Outside of study, Yin’s favorite activity remains basketball and he is now a member of the school team, where playing is quite different to his past experiences, he says.

“It’s less stressful than before and happier,” he says. “Playing basketball was more or less utilitarian, and the purpose of training was to get into college. But now we play to seek happiness, to add glory to the school, and to win. Without distractions, we love basketball from the bottom of our hearts.”

Fifth on the right: Zhongyu Yin

While Yin has until the end of his sophomore year to choose an academic major, he is already thinking of a way to combine his love of sports with data science.
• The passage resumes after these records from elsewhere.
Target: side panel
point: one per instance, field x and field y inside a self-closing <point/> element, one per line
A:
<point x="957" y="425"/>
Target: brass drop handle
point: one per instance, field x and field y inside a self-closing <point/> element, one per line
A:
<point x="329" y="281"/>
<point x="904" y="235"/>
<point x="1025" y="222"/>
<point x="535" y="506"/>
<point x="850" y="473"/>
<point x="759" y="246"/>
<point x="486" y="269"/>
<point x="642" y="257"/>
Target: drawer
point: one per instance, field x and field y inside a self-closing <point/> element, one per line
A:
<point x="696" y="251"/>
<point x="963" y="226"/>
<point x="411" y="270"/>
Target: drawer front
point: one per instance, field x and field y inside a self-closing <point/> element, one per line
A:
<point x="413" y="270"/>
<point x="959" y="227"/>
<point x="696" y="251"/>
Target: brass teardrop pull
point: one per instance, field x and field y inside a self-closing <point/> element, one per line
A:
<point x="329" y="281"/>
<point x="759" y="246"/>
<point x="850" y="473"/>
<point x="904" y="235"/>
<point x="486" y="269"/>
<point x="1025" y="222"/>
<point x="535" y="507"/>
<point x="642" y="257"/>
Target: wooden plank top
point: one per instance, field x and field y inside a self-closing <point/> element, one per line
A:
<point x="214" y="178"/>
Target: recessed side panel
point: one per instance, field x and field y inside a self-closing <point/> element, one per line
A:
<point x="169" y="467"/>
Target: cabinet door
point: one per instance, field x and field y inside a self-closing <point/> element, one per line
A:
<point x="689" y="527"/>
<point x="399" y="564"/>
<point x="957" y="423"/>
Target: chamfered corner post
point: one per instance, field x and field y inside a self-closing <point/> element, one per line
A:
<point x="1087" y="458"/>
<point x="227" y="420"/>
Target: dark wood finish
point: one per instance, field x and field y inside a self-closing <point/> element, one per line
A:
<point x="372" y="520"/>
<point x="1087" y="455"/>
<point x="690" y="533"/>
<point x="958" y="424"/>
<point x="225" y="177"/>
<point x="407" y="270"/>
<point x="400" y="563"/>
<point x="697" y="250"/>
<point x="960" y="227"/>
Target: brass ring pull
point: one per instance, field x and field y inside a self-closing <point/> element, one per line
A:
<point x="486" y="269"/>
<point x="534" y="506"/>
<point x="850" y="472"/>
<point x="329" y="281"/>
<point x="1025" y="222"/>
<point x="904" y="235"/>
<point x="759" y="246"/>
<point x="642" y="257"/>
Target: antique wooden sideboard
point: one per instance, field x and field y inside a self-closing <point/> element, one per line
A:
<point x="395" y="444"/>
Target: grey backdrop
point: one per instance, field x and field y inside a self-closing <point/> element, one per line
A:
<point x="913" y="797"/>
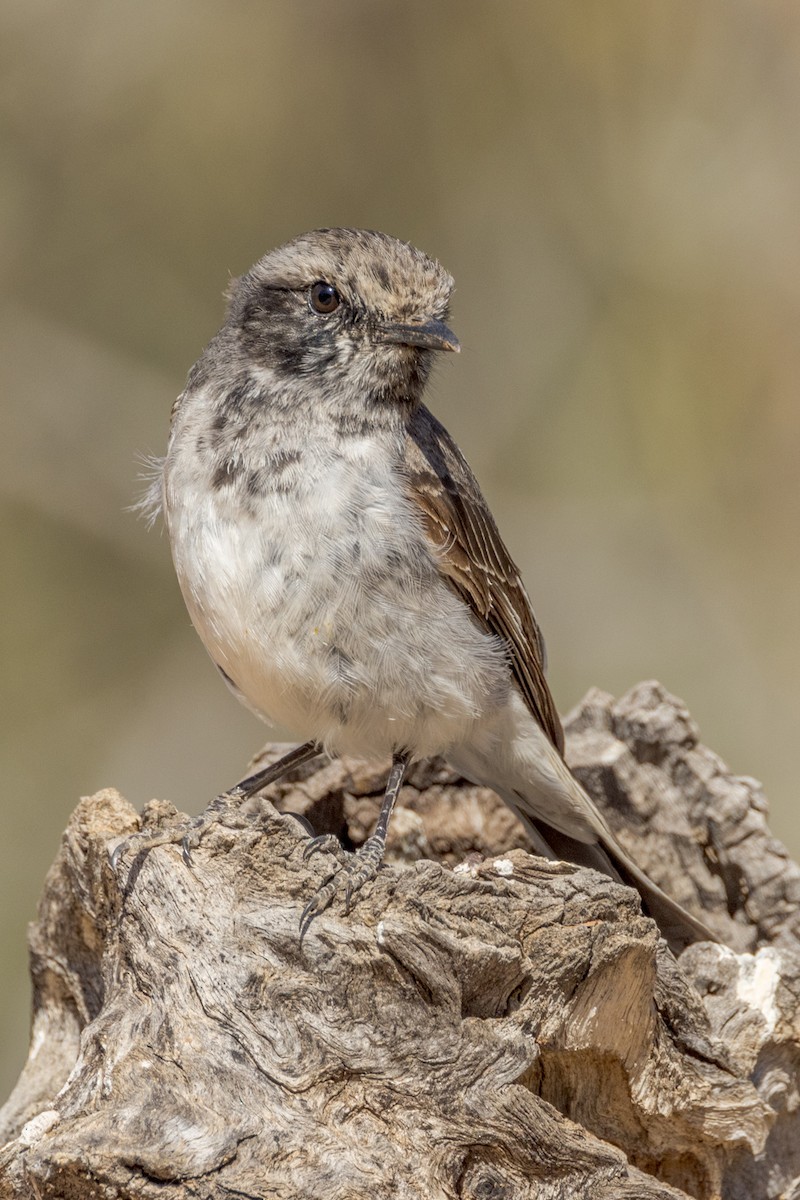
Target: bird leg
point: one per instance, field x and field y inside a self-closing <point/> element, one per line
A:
<point x="218" y="809"/>
<point x="361" y="865"/>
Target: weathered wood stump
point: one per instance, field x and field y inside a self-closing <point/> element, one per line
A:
<point x="509" y="1029"/>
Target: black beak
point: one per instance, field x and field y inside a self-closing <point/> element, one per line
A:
<point x="432" y="335"/>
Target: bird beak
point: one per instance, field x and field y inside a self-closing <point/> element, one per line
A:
<point x="432" y="335"/>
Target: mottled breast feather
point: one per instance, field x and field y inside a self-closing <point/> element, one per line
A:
<point x="474" y="558"/>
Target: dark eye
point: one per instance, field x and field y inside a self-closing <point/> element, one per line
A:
<point x="324" y="298"/>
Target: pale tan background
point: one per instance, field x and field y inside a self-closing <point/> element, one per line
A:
<point x="615" y="189"/>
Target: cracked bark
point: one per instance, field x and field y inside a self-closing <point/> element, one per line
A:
<point x="509" y="1029"/>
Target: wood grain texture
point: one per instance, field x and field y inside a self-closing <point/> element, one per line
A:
<point x="509" y="1029"/>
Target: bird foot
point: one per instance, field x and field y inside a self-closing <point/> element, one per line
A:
<point x="220" y="810"/>
<point x="355" y="869"/>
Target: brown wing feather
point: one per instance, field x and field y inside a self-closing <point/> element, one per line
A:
<point x="474" y="558"/>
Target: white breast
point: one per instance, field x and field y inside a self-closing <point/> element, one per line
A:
<point x="326" y="610"/>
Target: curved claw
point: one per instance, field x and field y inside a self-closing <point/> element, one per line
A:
<point x="326" y="841"/>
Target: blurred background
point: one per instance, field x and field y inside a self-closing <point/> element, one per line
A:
<point x="617" y="191"/>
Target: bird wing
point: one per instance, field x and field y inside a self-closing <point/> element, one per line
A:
<point x="474" y="559"/>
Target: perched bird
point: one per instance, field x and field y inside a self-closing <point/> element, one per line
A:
<point x="338" y="559"/>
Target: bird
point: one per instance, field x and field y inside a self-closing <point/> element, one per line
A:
<point x="342" y="567"/>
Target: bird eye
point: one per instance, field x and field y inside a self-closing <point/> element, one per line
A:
<point x="324" y="298"/>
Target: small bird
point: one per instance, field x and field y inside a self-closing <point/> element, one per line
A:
<point x="340" y="562"/>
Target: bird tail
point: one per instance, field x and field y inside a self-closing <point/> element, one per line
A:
<point x="678" y="925"/>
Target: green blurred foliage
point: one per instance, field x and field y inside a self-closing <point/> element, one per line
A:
<point x="615" y="189"/>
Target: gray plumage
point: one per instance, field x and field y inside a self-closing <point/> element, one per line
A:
<point x="336" y="553"/>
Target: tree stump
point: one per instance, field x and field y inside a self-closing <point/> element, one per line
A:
<point x="482" y="1024"/>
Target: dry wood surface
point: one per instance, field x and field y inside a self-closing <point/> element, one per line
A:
<point x="482" y="1024"/>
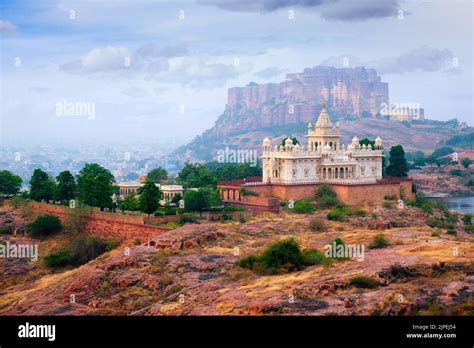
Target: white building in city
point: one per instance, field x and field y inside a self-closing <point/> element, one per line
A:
<point x="323" y="160"/>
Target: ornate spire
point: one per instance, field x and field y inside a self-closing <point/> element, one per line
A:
<point x="323" y="120"/>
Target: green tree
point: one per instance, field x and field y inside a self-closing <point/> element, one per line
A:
<point x="195" y="175"/>
<point x="41" y="186"/>
<point x="157" y="174"/>
<point x="149" y="199"/>
<point x="294" y="140"/>
<point x="45" y="225"/>
<point x="66" y="187"/>
<point x="176" y="198"/>
<point x="199" y="200"/>
<point x="10" y="183"/>
<point x="130" y="203"/>
<point x="441" y="152"/>
<point x="231" y="171"/>
<point x="95" y="185"/>
<point x="466" y="162"/>
<point x="398" y="166"/>
<point x="444" y="161"/>
<point x="366" y="142"/>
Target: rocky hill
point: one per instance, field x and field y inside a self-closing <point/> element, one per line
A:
<point x="353" y="97"/>
<point x="418" y="273"/>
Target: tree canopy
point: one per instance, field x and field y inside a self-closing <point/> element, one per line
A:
<point x="157" y="174"/>
<point x="66" y="187"/>
<point x="198" y="201"/>
<point x="195" y="175"/>
<point x="41" y="186"/>
<point x="149" y="199"/>
<point x="95" y="185"/>
<point x="10" y="183"/>
<point x="398" y="165"/>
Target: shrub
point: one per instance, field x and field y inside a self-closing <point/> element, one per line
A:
<point x="469" y="228"/>
<point x="456" y="172"/>
<point x="324" y="191"/>
<point x="5" y="230"/>
<point x="397" y="223"/>
<point x="434" y="221"/>
<point x="186" y="219"/>
<point x="57" y="259"/>
<point x="232" y="208"/>
<point x="303" y="206"/>
<point x="379" y="242"/>
<point x="338" y="241"/>
<point x="85" y="248"/>
<point x="313" y="257"/>
<point x="246" y="192"/>
<point x="452" y="232"/>
<point x="248" y="262"/>
<point x="467" y="219"/>
<point x="284" y="255"/>
<point x="326" y="197"/>
<point x="356" y="211"/>
<point x="364" y="282"/>
<point x="317" y="225"/>
<point x="390" y="197"/>
<point x="110" y="244"/>
<point x="225" y="218"/>
<point x="45" y="225"/>
<point x="337" y="213"/>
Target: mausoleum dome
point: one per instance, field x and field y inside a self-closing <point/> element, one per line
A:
<point x="378" y="142"/>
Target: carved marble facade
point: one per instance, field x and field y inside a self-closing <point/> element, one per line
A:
<point x="324" y="159"/>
Eventually, he would like to help contribute to the digital development of the sports industry.

“Sports involves massive amounts of data, so data analysis can play a big role in the sector. It can be used to analyze an opponent’s experience and skills, or to prevent injuries, among other things,” he says.

In addition to a data analysis class, he is also taking a machine learning course, which, with no background in programming, he finds challenging.

“It’s tiring, but meaningful, because I am learning a lot. I want to contribute to society, get involved in the industry I love and the world we live in, and do something within my abilities,” he says.
“I have not become a professional basketball player, but perhaps what I learn and do now will help the sport flourish. I believe in the great power of passion and persistence.”